If you think about N+V anytime you encounter humor you should
be able to identify some view where the situation is okay and another
one where it's not. If you do, you can tell your friends you
understand humor, and even better, if you don't understand your
friends' humor, you have here a way to try to figure out what they're
laughing at, by looking for the okay (N) and not-okay (V) interpretations they
must be perceiving, if the N+V Theory of Humor is true.
Future work:
- Joke analysis, not! Sorry, I don't think this is very
interesting. It's more interesting to understand really different
kinds of actual phenomena, than to take apart yet another set-piece
presentation of a false world described dramatically for peer
entertainment and approval in order to find what's N and what's V
about it. Been there, done that, let's move on already.
- Can we generate jokes by machine? Yes, if the machine has the
ability to reason about N and V interpretations, and to concoct
situations encoding both interpretations simultaneously. There is no
intrinsic reason this cannot be done, if artificial intelligence can
provide the infrastructure of a reasoning machine. The humorless
android character, Data, of Star Trek TNG, represents a false
prediction about the future; I tell you that computers will both seem
to laugh and make us laugh in the not-too-distant future.
- Relate and distinguish laughter and crying. Crying
may be the same as laughter but where the V interpretation is
predominant. One cries when in a painful relationship the other
person says I love you (the pain is predominant, but the
things-are-really-okay view is there also).
- Use humor perception studies to understand the emotional and
moral differences between people of different political leanings,
ethnicities, ages, cultures, different gender, etc. At
https://tomveatch.com/else/humor/intro.php we are presently
exploring whether a humor profile can be created, and if anything in
it correlates with various social dimensions.
- Clarify whether the N/V distinction is (a) a structuralist
distinction between relatively more or less okay and not-okay, or (b)

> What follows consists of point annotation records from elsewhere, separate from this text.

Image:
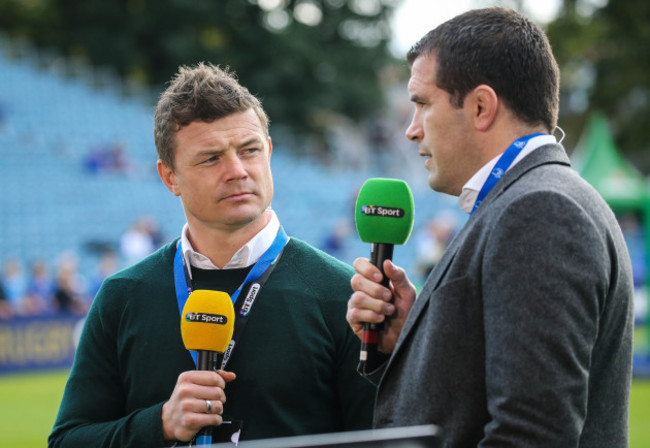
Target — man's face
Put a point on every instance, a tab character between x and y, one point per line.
442	131
222	172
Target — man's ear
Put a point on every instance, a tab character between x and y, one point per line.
168	177
485	105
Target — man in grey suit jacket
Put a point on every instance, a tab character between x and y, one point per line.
522	334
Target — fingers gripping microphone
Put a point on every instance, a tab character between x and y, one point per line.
207	324
384	217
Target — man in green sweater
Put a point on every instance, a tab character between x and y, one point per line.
293	368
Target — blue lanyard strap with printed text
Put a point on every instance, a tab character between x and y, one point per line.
501	167
183	284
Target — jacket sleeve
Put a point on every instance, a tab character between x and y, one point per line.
545	278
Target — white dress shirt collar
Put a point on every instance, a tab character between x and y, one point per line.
246	256
475	183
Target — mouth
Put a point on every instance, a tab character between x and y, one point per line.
238	196
426	155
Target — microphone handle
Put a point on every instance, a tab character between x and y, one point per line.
379	252
207	360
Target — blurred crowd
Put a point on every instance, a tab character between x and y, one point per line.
42	287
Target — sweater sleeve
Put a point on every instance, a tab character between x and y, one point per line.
356	394
92	409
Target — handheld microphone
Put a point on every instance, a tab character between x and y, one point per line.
207	325
384	217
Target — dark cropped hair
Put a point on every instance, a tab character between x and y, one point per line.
502	49
205	93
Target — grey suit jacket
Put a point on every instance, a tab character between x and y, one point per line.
522	334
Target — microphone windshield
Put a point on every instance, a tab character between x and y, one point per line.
384	211
208	321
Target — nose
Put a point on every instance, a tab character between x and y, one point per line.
414	132
235	168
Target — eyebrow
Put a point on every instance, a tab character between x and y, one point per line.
249	141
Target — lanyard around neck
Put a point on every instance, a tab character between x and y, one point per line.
258	275
501	167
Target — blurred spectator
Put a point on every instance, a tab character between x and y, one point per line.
70	290
335	240
141	239
5	308
111	158
15	285
40	289
108	265
632	232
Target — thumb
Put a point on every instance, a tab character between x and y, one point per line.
227	376
397	276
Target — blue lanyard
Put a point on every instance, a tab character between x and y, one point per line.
501	167
266	262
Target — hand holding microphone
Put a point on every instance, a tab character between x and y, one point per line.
196	404
384	217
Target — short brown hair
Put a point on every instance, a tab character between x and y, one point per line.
205	93
502	49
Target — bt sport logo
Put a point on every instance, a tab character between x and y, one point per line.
390	212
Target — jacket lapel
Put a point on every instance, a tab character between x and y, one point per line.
553	153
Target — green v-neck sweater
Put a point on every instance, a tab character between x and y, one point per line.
295	363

an absolute distinction between non-relativistic cognitive categories
of normal and not-normal, divided by an unmoving line separating the
normal from the unacceptable. This theory can be interpreted in
either way. There are of course many elements of subjective
interpretation in humor; two people may differ relativistically on how
bad some violation is. However, one wonders if there is a
qualitative, discrete difference, anchored to non-relativistic
underlying cognitive elements, which have an independent existence
separate from the contrast between them. If the perception of a
violation is neurologically hardwired to an aversive reaction, then
even if the intensity of the violation varies relativistically and can
shift across the line between normalcy and pain, still if the mental
category must be evoked first and separately from the hardwired
aversive reaction, then at the point of evoking that discrete category
there is an absolute and independent psychological basis for the
violation interpretation. A layer of structural relativism on top of
this might not necessarily rule out the possible underlying presence
of a non-relativistic process of mental categorization. This needs to
be explored, perhaps through brain imaging studies, which in principle
might distinguish among relativistic and absolutist interpretive
processing and the pleasure or pain or laughter responses thereto.